Cardiac arrhythmia—a wildly irregular heartbeat—can kill a person in minutes. Implantable defibrillators can provide lifesaving electrical jolts to the hearts of patients with a known risk of arrhythmia, but these shocks can be painful. Research teams in Germany and the United States have developed a potentially gentler method of stimulating a regular heartbeat: a pulse of light (J. Clinical Investigation, doi:10.1172/JCI88950).
Scientists at the University of Bonn, Germany, and Johns Hopkins University, Baltimore, Md., USA, explored the possibility that a light-sensitive channel within cardiac tissue, known as ChR2, could play a role in terminating ventricular fibrillation. Although the researchers experimentally stopped fibrillation only in the hearts of laboratory mice, computer simulations indicate that the optogenetic technique could work for humans too.
The Bonn team experimented on both transgenic mice bred to express ChR2 in all their cardiac muscle cells and wild-type mice that had undergone a ChR2 gene transfer via a virus. Since tiny mouse hearts typically do not sustain arrhythmias for more than a few beats, the scientists had to develop a new protocol for electrically stimulating the heart problem. Then they ended the arrhythmias by illuminating the epicardium (the protective layer of cells on top of the heart’s muscle tissue) with 470-nm blue light for 80 to 100 ms. Notably, the success rate of the light pulse was much lower in wild-type mice that did not have the light-sensitive channel.

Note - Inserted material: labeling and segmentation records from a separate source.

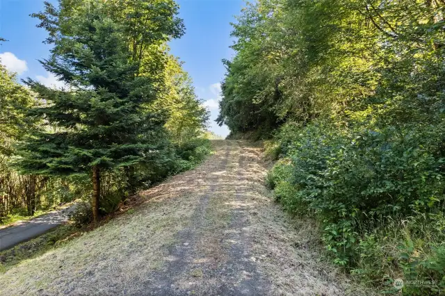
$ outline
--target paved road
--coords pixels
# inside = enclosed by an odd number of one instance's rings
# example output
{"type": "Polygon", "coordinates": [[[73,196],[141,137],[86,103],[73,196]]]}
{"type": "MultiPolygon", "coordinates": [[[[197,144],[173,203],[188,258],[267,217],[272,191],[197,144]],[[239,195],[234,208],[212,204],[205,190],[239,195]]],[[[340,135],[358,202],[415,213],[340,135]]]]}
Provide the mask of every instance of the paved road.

Will this technique also work on human hearts? The Johns Hopkins computational cardiology team used a new virtual human-heart model to simulate infarct-related ventricular tachycardia (VT), a rapid heartbeat that can lead to arrhythmia and death. The scientists found that illumination effectively ended a VT episode in simulated diseased human heart tissue that responded to ChR2—although human hearts would require 669-nm red light. They also learned important details of the depolarization mechanism by which the cells of the heart’s myocardium respond to the light signal.

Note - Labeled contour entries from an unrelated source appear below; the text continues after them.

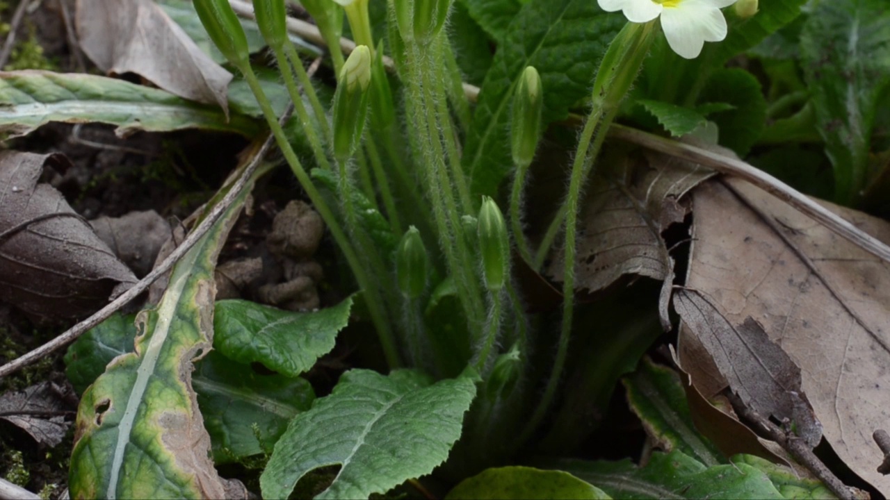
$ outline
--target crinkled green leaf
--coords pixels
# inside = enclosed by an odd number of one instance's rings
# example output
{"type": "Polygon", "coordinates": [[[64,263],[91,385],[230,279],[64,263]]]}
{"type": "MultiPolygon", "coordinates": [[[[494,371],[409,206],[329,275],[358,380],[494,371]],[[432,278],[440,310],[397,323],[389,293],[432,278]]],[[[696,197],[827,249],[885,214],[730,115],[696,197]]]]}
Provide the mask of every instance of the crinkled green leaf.
{"type": "Polygon", "coordinates": [[[659,101],[649,101],[646,99],[637,101],[647,111],[651,113],[661,126],[670,133],[674,137],[682,137],[700,126],[705,125],[708,120],[701,114],[694,109],[684,108],[669,102],[660,102],[659,101]]]}
{"type": "Polygon", "coordinates": [[[479,85],[485,79],[494,59],[489,37],[459,2],[454,4],[449,20],[449,40],[457,54],[457,61],[462,77],[466,83],[479,85]]]}
{"type": "Polygon", "coordinates": [[[115,358],[84,392],[72,497],[227,496],[231,485],[210,460],[191,371],[213,341],[216,256],[252,186],[177,262],[157,308],[137,317],[135,351],[115,358]]]}
{"type": "Polygon", "coordinates": [[[782,496],[789,500],[833,499],[837,496],[821,482],[802,478],[797,472],[782,465],[777,465],[753,455],[737,455],[733,464],[746,464],[762,471],[773,482],[782,496]]]}
{"type": "Polygon", "coordinates": [[[68,348],[65,375],[78,394],[83,394],[102,375],[111,359],[133,352],[135,320],[135,314],[113,314],[68,348]]]}
{"type": "Polygon", "coordinates": [[[498,43],[504,40],[510,21],[522,6],[519,0],[460,0],[460,3],[466,7],[470,17],[498,43]]]}
{"type": "Polygon", "coordinates": [[[227,121],[218,106],[94,75],[0,72],[0,133],[12,137],[50,122],[111,124],[120,135],[203,128],[252,137],[262,130],[243,115],[227,121]]]}
{"type": "Polygon", "coordinates": [[[260,477],[265,498],[287,498],[310,471],[341,465],[317,498],[368,498],[430,473],[460,437],[475,395],[469,377],[432,383],[413,370],[343,375],[284,433],[260,477]]]}
{"type": "Polygon", "coordinates": [[[352,298],[313,312],[220,301],[214,318],[214,347],[240,363],[260,362],[283,375],[296,376],[334,349],[352,307],[352,298]]]}
{"type": "Polygon", "coordinates": [[[271,453],[287,423],[315,399],[303,378],[260,375],[215,351],[198,363],[191,383],[216,464],[271,453]]]}
{"type": "Polygon", "coordinates": [[[878,102],[890,83],[890,9],[884,0],[817,2],[800,46],[836,196],[849,204],[868,181],[878,102]]]}
{"type": "Polygon", "coordinates": [[[735,107],[714,112],[708,119],[720,127],[720,144],[744,157],[766,123],[766,99],[760,82],[744,69],[721,69],[708,81],[700,101],[726,102],[735,107]]]}
{"type": "MultiPolygon", "coordinates": [[[[134,319],[135,315],[113,315],[69,348],[65,373],[78,393],[102,374],[109,362],[133,352],[134,319]]],[[[302,378],[259,375],[216,351],[195,366],[191,384],[217,464],[271,453],[290,419],[309,409],[315,398],[312,386],[302,378]]]]}
{"type": "Polygon", "coordinates": [[[720,450],[696,431],[676,372],[643,358],[636,372],[623,382],[631,409],[660,448],[680,450],[706,465],[727,463],[720,450]]]}
{"type": "Polygon", "coordinates": [[[554,460],[539,465],[570,472],[612,498],[783,498],[766,474],[748,464],[705,467],[679,450],[652,453],[643,467],[630,459],[554,460]]]}
{"type": "Polygon", "coordinates": [[[541,76],[543,123],[565,119],[587,96],[596,65],[625,22],[593,0],[533,0],[522,7],[485,76],[467,132],[463,161],[473,192],[494,196],[513,168],[510,103],[525,67],[534,66],[541,76]]]}
{"type": "MultiPolygon", "coordinates": [[[[315,168],[312,170],[312,179],[319,181],[330,192],[337,192],[336,174],[333,172],[315,168]]],[[[358,190],[353,190],[352,192],[352,206],[355,207],[355,212],[359,214],[361,227],[371,235],[374,243],[377,245],[380,254],[387,257],[392,255],[399,239],[392,234],[392,230],[383,214],[358,190]]]]}
{"type": "Polygon", "coordinates": [[[606,500],[602,489],[562,471],[542,471],[531,467],[489,469],[456,486],[445,500],[606,500]]]}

In contrast to today’s implantable devices, optogenetic defibrillators of the future would not require charging a capacitor to generate high-voltage fields. However, the details of an implantable light source for the human heart still must be worked out. Perhaps tiny light sources could be injected into cardiac cells, or perhaps the light emitters could be embedded into a stretchable membrane that could wrap around the heart’s exterior. In the latter case, excess epicardial fat would absorb the light and diminish the device’s effectiveness.